When Nigel asked Lori to remove her name from title, she refused. In doing so, Lori claimed that she had acquired a 50% interest in Nigel's home upon being added to title, and that Nigel could not take back something he had already given away. Nigel, of course, disputed that Lori had any claim to the property during his lifetime, or at all.

To address Lori's refusal to have her name removed from title of his home, Nigel severed the joint tenancy that he had with Lori and commenced a legal proceeding in the Superior Court of Justice to seek redress.

In his lawsuit, Nigel claimed that the only reason he added Lori to title was for estate planning purposes. Nigel argued that he did not intend for Lori to receive the gift of his home until after he died and contended that it was within his rights to alter his own estate plans insofar as his property is concerned, including changing his mind about who would benefit from his property upon his death.

The Court of first instance largely agreed with Nigel's position. The court determined:

1. That it was within Nigel's rights to sever the joint tenancy with Lori;

2. That Lori held her 50% interest in Nigel's property in trust for Nigel during his lifetime;

3. That Nigel retained all rights and interest in his property during his lifetime, and that he was free to encumber or sell the property; and,

4. That when Nigel dies, his 50% interest in the property would become part of his estate.

Although Nigel was largely successful in his lawsuit against Lori, one item that he was not successful on was the Court's finding that upon Lori's death, her 50% interest in the property would pass to her estate. As far as Nigel was concerned, he did not think that Lori should have any interest in the property whatsoever.

Lori disagreed with the lower Court's decision and exercised her right to appeal the decision.

On appeal, Lori claimed that upon being added to title of Nigel's home, she became a legitimate owner of the property with "full beneficial interest and immediate rights". Lori argued the lower court made an error in law by not arriving at this conclusion.
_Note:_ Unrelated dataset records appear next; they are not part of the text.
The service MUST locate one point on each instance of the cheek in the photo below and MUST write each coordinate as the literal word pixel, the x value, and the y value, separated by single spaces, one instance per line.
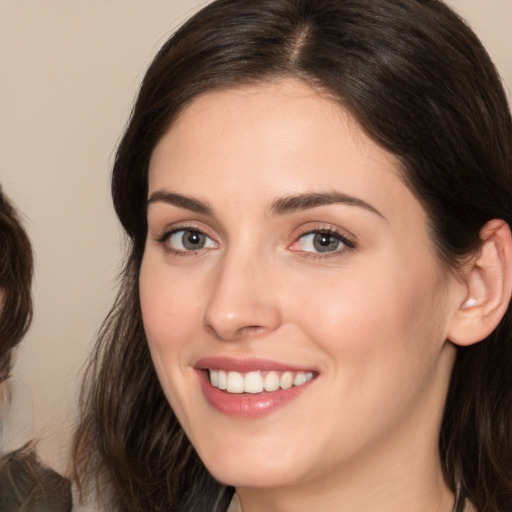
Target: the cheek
pixel 379 316
pixel 170 305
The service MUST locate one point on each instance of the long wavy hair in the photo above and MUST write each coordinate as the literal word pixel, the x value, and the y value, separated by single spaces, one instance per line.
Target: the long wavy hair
pixel 16 266
pixel 422 86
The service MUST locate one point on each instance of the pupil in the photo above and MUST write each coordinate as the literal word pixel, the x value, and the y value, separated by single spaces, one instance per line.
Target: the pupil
pixel 324 242
pixel 193 240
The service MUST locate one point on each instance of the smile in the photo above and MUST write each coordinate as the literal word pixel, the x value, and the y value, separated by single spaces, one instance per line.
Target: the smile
pixel 255 382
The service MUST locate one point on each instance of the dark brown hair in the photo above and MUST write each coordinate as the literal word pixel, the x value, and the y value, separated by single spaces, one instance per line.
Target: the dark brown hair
pixel 420 83
pixel 16 265
pixel 26 485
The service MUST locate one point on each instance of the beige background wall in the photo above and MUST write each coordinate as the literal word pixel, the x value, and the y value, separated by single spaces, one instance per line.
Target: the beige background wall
pixel 69 71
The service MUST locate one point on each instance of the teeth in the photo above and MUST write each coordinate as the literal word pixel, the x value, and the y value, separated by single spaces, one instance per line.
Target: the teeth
pixel 255 382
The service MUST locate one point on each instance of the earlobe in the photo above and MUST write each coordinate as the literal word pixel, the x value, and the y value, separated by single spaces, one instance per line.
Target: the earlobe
pixel 488 280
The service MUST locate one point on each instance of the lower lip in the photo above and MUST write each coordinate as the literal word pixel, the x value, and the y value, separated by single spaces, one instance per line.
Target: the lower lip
pixel 246 405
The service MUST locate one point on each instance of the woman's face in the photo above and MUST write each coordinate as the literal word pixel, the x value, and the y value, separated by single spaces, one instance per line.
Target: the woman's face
pixel 287 261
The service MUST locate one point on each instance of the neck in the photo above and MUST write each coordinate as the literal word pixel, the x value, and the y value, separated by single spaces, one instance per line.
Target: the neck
pixel 413 487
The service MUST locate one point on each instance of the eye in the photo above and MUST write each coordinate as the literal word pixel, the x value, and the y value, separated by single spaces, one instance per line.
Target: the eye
pixel 321 241
pixel 185 240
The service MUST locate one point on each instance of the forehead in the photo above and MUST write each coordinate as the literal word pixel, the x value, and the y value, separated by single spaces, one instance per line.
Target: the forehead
pixel 259 142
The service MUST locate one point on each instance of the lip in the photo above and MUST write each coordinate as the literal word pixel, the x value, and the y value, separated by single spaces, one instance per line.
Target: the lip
pixel 229 364
pixel 247 405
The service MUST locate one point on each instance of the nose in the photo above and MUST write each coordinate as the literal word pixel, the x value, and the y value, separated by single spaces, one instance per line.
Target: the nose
pixel 242 302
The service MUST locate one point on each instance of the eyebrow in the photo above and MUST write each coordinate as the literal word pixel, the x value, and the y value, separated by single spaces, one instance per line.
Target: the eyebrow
pixel 281 206
pixel 299 202
pixel 180 201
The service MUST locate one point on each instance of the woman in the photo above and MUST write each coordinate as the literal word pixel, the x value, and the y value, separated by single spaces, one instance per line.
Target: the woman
pixel 25 484
pixel 315 309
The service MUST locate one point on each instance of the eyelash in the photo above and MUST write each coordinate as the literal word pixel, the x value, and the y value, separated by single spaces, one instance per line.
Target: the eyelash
pixel 164 237
pixel 348 244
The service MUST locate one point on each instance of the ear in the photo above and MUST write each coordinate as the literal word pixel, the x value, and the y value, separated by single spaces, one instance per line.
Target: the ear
pixel 488 286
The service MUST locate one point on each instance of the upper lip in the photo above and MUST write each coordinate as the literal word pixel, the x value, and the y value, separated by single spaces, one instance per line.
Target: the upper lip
pixel 244 365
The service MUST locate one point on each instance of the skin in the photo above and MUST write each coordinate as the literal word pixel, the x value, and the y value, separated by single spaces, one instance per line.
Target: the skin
pixel 370 320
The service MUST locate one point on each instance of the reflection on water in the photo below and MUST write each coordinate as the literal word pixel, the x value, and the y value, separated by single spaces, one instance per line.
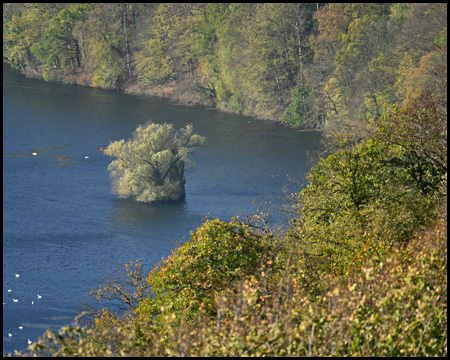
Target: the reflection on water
pixel 63 230
pixel 128 212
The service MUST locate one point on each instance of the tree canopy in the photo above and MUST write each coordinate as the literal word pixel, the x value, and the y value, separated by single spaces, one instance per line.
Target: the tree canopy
pixel 332 66
pixel 150 166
Lori also contended that once an ownership interest in the property had been gifted to her, it could not be taken away.

To Lori's dismay, the Court of Appeal dismissed Lori's appeal and in doing so, upheld the lower Court's decision—but with one important exception. The Appellate Court entertained a last-minute cross appeal by Nigel, wherein Nigel argued that Lori should not have any interest in the property given the lower court's decision. The Court of Appeal allowed Nigel's appeal and agreed with Nigel's contention that Lori's interest in the property should be extinguished based on the court's decision and that 100% of the beneficial ownership in the property had vested in him. This, in turn, gave Nigel the ability to have Lori's name removed from title.

Although Nigel was able to reverse/undo his act of adding Lori to title of his Port Hope home, doing so was not without personal hardship to Nigel, all of which was entirely avoidable. Nigel spent three (3) long years in litigation—and likely spent many thousands of dollars in legal fees—to get Lori off title. Jackson is a perfect example of what can go wrong when adding someone to title of your home for estate planning purposes.

Footnote

1. Additional reasons can be found at the following citation: Jackson v. Rosenberg, 2025 ONCA 48

The content of this article is intended to provide a general guide to the subject matter. Specialist advice should be sought about your specific circumstances.